Ethics of Surgical Intervention in Jehovah’s Witness Patients
Jehovah’s Witness patients, due to their strict tenant of prohibition of receiving blood products, pose a major challenge in surgical care. Their refusal poses a major threat of death from profound anemia, should bleeding occur in these patients. Due to this increased risk, surgeons often are confronted with the ethical dilemma of whether to take on the challenge of treating these individuals. However, access to any necessary surgical interventions should not be denied to any patients solely because of their religious beliefs. The four principles of medical ethics, beneficence, autonomy, nonmaleficence, and justice, provide a moral framework in which to discuss the ethical implications for providing medical care to Jehovah’s Witness patients.

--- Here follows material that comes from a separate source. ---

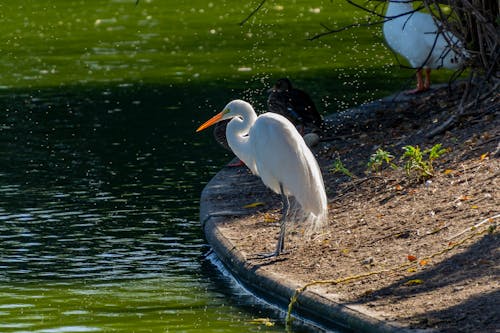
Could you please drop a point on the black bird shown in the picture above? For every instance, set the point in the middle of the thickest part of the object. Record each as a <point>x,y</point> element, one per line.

While most Jehovah’s Witness patients firmly reject actual blood products, some individuals may be lenient on blood analogues or isolated coagulants. Therefore, it is important to respect the autonomy of the patient by having a detailed and comprehensive informed consent regarding each of those agents. During informed consent, it is imperative that the patient understands the higher risk of death. After careful discussion, they need to clearly express their desire that they would rather die rather than receiving life-saving transfusions. The surgeon must look at all alternatives and weigh other treatments balancing the efficacy of the treatment versus the risk of death. Once the treatment course has been planned and the patient has been fully informed and has agreed, multidisciplinary care and preoperative planning with all necessary departments are crucial to optimizing the patient’s preparation prior to surgery. Meticulous surgical technique to minimize blood loss and having protocols in place in case massive bleeding is encountered intraoperatively are important aspects in treating for these patients. Early vigilance, recognition, and intervention in the postoperative period will minimize blood loss and safely guide these patients through recovery.